Cerca de 600 funcionários de unidades da Drogasil no Grande Recife teriam sido impedidos de se sentar durante o expediente, segundo estimativa do Sindicato dos Farmacêuticos no Estado de Pernambuco (Sinfarpe). A situação é alvo de uma Ação Civil Pública movida pelo Ministério Público do Trabalho em Pernambuco (MPT-PE), que solicita, entre outras medidas, uma indenização de R$ 2 milhões.

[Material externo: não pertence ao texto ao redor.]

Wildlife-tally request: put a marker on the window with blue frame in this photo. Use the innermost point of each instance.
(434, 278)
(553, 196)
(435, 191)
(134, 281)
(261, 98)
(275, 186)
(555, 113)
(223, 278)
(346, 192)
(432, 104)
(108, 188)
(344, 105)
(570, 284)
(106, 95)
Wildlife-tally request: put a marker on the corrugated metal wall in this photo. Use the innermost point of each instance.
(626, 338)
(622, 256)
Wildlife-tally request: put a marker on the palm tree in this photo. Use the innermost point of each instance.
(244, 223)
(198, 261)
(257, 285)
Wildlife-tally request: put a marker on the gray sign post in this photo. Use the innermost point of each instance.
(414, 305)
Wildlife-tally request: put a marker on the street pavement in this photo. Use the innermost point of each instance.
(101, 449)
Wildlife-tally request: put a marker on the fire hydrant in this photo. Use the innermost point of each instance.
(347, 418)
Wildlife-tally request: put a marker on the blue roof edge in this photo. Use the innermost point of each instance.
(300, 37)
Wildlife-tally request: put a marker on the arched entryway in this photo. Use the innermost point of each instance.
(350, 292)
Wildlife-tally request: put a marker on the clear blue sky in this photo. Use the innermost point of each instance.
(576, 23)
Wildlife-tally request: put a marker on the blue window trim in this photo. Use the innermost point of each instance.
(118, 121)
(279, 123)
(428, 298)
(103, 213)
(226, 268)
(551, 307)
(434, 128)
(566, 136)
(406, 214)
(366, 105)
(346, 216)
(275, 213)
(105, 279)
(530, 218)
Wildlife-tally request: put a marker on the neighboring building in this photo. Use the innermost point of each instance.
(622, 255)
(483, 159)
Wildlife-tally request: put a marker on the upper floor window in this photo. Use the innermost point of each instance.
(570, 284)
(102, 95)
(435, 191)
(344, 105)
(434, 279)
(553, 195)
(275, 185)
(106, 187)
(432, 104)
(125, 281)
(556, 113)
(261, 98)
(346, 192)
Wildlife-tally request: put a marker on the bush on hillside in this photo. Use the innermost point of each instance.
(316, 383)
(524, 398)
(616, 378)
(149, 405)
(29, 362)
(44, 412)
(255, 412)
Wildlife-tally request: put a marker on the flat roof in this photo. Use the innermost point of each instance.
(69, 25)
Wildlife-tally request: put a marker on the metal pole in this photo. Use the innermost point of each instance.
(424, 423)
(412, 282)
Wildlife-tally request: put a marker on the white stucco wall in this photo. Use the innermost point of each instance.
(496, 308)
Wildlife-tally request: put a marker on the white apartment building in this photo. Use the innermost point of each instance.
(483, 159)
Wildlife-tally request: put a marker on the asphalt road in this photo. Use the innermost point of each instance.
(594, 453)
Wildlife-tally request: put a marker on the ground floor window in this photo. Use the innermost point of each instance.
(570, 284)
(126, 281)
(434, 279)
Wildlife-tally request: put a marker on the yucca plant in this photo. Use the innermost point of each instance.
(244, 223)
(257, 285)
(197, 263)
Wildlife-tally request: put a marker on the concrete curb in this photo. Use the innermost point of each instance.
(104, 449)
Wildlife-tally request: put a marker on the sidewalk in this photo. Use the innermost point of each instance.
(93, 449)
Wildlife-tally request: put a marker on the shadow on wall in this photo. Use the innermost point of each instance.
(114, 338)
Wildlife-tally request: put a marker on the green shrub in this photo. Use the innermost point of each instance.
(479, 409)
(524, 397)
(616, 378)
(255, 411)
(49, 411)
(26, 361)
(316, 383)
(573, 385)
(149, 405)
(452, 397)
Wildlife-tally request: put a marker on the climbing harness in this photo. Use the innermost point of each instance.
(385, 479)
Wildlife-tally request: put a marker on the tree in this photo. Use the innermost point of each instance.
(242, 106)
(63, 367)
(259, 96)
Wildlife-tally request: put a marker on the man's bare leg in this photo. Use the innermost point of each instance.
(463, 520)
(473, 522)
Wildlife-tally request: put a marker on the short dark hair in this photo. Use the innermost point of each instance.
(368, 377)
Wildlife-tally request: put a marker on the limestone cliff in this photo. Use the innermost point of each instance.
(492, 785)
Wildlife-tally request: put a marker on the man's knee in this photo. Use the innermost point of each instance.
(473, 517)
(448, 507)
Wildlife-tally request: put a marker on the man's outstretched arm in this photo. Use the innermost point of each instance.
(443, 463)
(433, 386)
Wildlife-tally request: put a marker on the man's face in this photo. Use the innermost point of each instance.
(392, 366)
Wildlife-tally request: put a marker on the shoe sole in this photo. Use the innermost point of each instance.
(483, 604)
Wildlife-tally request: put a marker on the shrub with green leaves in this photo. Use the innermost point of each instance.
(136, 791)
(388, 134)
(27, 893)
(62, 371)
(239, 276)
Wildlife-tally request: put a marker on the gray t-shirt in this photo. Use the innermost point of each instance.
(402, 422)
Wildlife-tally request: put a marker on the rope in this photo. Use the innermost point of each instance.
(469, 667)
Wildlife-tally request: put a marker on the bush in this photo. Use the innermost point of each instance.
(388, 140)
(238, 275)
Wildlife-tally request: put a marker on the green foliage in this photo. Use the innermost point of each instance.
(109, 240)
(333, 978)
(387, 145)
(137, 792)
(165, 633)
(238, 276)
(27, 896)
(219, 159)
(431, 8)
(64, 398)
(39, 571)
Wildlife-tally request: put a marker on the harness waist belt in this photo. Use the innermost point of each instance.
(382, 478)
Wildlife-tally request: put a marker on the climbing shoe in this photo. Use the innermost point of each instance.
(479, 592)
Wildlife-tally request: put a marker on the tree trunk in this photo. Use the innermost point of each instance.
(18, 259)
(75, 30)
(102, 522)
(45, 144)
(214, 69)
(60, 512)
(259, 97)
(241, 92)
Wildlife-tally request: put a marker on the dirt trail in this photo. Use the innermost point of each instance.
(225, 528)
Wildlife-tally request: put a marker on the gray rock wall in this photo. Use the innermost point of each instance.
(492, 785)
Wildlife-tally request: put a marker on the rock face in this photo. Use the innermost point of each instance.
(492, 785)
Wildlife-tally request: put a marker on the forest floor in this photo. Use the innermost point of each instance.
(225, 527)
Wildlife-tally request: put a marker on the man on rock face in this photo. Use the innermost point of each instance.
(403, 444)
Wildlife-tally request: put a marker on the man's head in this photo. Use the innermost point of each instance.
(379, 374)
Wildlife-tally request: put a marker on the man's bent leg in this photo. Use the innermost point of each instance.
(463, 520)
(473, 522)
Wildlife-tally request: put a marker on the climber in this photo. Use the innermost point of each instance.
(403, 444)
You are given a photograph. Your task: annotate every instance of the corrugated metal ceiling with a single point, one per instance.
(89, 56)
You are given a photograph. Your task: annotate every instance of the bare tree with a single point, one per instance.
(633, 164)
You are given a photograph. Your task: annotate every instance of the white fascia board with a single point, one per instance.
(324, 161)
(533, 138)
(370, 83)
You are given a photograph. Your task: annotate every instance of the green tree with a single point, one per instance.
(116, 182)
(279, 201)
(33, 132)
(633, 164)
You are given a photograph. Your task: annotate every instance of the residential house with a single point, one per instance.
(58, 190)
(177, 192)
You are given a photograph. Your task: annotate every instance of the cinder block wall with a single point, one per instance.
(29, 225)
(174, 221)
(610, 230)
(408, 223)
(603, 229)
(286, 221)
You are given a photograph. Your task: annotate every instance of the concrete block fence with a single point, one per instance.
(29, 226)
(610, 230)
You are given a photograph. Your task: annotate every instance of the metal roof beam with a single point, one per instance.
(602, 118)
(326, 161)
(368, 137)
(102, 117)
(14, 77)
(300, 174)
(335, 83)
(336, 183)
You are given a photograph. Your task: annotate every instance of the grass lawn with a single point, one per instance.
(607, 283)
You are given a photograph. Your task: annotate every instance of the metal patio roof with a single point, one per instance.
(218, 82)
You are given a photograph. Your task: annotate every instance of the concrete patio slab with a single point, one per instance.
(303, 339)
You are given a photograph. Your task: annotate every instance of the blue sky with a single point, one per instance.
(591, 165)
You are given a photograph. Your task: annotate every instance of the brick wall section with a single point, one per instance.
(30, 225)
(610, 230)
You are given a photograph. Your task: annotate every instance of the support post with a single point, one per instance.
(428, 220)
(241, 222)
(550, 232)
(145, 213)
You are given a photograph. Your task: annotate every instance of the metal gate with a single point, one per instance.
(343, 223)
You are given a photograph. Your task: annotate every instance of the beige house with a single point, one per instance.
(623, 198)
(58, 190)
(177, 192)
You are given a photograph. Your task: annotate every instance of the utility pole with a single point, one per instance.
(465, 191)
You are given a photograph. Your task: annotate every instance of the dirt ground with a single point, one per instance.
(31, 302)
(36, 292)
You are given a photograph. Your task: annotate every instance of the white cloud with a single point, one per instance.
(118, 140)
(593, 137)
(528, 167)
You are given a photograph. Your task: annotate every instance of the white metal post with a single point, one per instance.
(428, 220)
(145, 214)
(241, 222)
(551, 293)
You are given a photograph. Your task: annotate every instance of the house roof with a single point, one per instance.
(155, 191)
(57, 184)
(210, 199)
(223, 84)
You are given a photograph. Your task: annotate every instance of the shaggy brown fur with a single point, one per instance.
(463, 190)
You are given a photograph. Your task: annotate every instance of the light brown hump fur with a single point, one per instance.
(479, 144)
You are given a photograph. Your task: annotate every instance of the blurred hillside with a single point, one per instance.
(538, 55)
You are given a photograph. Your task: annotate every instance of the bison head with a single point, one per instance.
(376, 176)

Segundo o MPT-PE, a ação aponta possíveis irregularidades relacionadas às condições ergonômicas de trabalho nas unidades da rede em Pernambuco. A determinação para que os funcionários permanecessem em pé teria ocorrido mesmo em momentos em que não havia atendimento ao público.
O sindicato afirma que recebe denúncias sobre a prática há cerca de quatro anos e que já teria tentado apoiar uma ação contra a empresa, mas que o processo não avançou, segundo a entidade, por receio dos trabalhadores.
A medida apresentada pelo MPT-PE tramita na Justiça do Trabalho do Recife e inclui pedido de tutela de urgência para que a empresa garanta aos trabalhadores o uso efetivo de assentos e pausas para descanso durante a jornada.
Em caso de descumprimento, o Ministério Público pede multa de R$ 20 mil por obrigação violada, além de R$ 2 mil por trabalhador prejudicado.
A indenização solicitada deverá ser destinada a fundos ou instituições com finalidade social, conforme determinação da Justiça.
Em nota, a Drogasil informou que ainda não foi citada na ação pela Justiça do Trabalho de Pernambuco. A empresa afirmou que, quando for oficialmente citada, avaliará os argumentos apresentados pelo MPT e prestará os esclarecimentos necessários no processo.